Yves shook his head. “I got word from Marcel when I was in
Natchez. They were seen trying, but they couldn’t sell him down there. He was
too conspicuous, we think. Then they were seen on the Trace. I’ve been trailing
them ever since.”

The rain came down heavier and Eb handed Yves a slicker.
“Let’s see if that fella’s waked up.”

Marianne followed Eleanor Rogers back into the kitchen where
a pot of water heated on the stove. “Your girl wants to wash you up some, Miss.
Sit down here and I’ll get you a towel.”

Pearl dipped a cloth in the warm water. “You got blood in
you hair, Miss Marianne. I gon get it out I have to wash yo whole head.”

Marianne touched the sticky mess above her forehead. “I
would appreciate that very much, Pearl.”

In the barn, Yves shook off the slicker and hung it on a
nail. His host was a Quaker, or his wife was, he wasn’t sure which. Quakers
didn’t hold with violence of any kind. That’s why Eb hadn’t come out to the
field until the shooting was over. Yves respected that. The Rogers took plenty
of risk helping slaves keep going on the way north. “Eb,” Yves said, “I know
how you feel about violence. Why don’t I go in the crib by myself?”

Ebenezer shook his head. “We haven’t even talked to the man
yet, Yves. We’ll try Christian patience first. Then, if it’s necessary, I’ll
leave you with him.”

They opened the door into the crib and heard the rustling of
the snake somewhere in the piled up corn. Or maybe it was an unfortunate mouse.
Sonny lay sprawled on his back, his wrists tied and a foot of rope between his
bound ankles. His eyes were closed and swollen.  A fly buzzed around his open
mouth.

“Looks like he stuck his head in a bee hive,” Eb said.

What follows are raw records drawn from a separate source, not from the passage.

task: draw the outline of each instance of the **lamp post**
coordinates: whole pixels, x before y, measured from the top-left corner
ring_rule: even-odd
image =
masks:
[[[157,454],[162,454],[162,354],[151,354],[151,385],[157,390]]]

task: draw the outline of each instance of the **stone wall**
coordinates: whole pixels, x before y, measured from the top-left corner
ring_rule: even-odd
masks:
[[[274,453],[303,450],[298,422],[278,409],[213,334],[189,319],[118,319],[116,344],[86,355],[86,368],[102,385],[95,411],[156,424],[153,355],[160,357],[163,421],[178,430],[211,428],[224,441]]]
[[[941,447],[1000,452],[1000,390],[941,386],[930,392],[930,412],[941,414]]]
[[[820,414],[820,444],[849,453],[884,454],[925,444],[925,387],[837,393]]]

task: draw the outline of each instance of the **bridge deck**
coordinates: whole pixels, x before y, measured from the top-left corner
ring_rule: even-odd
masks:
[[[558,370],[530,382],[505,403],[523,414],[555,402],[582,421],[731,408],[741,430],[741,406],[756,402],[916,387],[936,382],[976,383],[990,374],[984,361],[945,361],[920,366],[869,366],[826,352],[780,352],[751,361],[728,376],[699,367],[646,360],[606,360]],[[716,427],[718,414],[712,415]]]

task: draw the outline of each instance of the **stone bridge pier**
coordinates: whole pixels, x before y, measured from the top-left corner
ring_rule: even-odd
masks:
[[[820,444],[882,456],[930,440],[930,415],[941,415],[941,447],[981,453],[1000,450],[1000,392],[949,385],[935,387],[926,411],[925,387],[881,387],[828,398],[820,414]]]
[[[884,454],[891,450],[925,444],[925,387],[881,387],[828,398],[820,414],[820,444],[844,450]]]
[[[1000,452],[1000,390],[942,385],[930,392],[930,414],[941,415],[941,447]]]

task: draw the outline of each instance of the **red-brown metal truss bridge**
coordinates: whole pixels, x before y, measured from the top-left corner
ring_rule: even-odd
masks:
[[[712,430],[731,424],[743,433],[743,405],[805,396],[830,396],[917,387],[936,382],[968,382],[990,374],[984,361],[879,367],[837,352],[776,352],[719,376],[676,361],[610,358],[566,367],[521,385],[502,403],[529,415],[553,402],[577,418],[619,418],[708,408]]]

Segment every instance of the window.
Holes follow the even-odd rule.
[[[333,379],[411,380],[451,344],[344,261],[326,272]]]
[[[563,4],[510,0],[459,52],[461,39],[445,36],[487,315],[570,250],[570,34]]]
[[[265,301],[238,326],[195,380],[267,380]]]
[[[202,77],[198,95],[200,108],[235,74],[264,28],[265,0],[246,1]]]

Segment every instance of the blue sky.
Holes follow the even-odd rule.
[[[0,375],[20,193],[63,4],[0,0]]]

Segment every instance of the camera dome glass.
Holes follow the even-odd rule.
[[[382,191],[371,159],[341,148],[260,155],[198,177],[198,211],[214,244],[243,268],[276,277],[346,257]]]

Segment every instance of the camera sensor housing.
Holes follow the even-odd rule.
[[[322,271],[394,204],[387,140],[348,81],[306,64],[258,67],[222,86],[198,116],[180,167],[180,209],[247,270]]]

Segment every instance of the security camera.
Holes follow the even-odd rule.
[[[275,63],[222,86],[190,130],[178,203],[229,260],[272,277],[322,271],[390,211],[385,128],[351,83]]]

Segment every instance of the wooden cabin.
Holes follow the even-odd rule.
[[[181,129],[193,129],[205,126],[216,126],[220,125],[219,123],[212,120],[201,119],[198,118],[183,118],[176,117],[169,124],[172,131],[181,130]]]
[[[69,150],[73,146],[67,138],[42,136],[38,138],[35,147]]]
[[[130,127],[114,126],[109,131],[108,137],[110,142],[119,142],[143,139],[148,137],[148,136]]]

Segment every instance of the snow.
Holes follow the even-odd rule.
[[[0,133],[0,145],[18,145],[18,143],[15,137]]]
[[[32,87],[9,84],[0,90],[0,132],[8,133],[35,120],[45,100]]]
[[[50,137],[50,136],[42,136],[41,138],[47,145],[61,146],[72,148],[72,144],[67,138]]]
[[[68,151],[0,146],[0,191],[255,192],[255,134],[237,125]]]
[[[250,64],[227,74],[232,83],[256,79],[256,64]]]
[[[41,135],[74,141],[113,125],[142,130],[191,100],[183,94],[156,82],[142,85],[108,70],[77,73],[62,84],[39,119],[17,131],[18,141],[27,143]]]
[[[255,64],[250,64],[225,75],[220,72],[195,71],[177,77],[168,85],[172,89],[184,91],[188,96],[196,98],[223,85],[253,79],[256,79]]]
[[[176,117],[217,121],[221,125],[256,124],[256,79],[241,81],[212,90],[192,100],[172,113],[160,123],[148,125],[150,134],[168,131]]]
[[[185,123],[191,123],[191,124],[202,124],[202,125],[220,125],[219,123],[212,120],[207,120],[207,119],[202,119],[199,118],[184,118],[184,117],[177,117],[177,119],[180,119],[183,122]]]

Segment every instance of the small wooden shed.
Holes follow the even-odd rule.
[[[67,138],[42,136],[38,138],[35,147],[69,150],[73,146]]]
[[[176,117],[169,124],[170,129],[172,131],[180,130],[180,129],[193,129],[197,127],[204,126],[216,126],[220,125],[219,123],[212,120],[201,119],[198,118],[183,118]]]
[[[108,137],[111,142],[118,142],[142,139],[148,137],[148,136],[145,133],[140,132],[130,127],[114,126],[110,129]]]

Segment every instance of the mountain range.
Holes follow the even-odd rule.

Yves squatted next to Sonny and turned his head this way and
that, trying to judge how deep the bruises went. He didn’t want the man’s
brains scrambled.

Gently, Yves slapped his cheeks. “Wake up, Birch.” He
slapped him a little harder.

Birch opened his eyes. One eye, blood-filled and gruesome,
didn’t focus, but the other eye found Yves’ face and beamed malevolence. Looked
like he had his wits.

As he realized he was bound hand and foot, Sonny’s eyes lost
their meanness. He looked around the corn crib, scared now. “Where’s the
others?”

“Dead.”

“By God,” he said. His face turned red and his eyes teared.
“By God, you killed Monroe?”

“By God, I did.”

Sonny’s face crumpled, his mouth wide and contorted.

Yves hadn’t expected this, a hardened man, tuning up to
blubber like a baby. Man’s mood changed fast as you could drop a hat. Yves looked
up at Eb, perplexed, and Eb shrugged.

“You sons of bitches, Monroe the only brother I got left,”
Sonny wailed.

“You’re alone in the world, then, Birch. I don’t imagine
your own mother would own you, the kind of man you are.”

Sonny gripped his head in his hands, rocking and sobbing.

“A little moonshine might calm him down.”

“Eb? You’ve got moonshine?”

Eb grinned. “Don’t mention it to Eleanor though.”

Eb went into his tack room next to the corn crib and shifted
some things around. When he came back, he carried a jug and a tin cup. He
poured out a dram for Sonny. “Here, fellow. It’ll ease your head.”